Они выпили и стали жевать не очень свежий, но все еще вкусный хлеб. Арсеньев снова заговорил, доверительно нагнувшись к Сергею Николаевичу:
— Так вы считаете, что слухи о повальных арестах всего лишь досужий вымысел недругов советской власти?
— Алексей Алексеевич, оглянитесь вокруг. Все живут нормальной жизнью. Работают, смеются, разговаривают. Кто женится, кто разводится, все, как должно быть в жизни. Никто никого не боится, не ждет удара по голове. Нас окружают абсолютно нормальные люди. Панкрата могли посадить по какой-нибудь другой причине. Политика, эмиграция, это тут совершенно не при чем.

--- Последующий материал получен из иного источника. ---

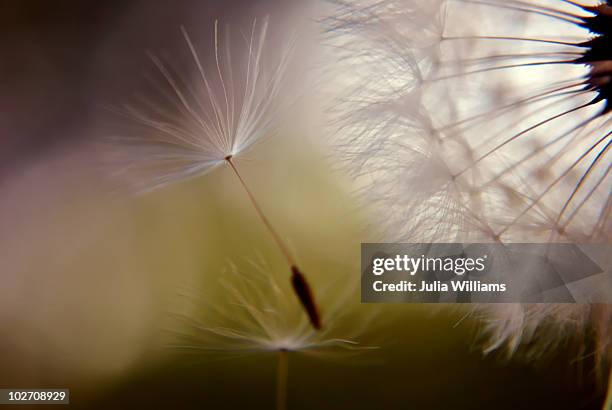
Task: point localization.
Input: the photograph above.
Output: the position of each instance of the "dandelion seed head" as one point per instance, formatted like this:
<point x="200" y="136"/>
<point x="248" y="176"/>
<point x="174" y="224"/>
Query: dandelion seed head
<point x="518" y="117"/>
<point x="496" y="129"/>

Алексей Алексеевич поднял бутылку и вопросительно посмотрел на собеседника. Тот одобрительно кивнул головой, и рюмки снова были наполнены.
— Блаженны верующие, — поднял свою рюмку Арсеньев, выпил, прищурил глаза, — фасад, фикцию вы принимаете за действительность. И потом, почему один Панкрат? Об Игоре Александровиче Кривошеине вы уже забыли? И почем вы знаете, кто из наших уже сидит, а кто дожидается своей очереди.
— Так что же, — взвился Сергей Николаевич, — сидеть и ждать, когда за тобой придут?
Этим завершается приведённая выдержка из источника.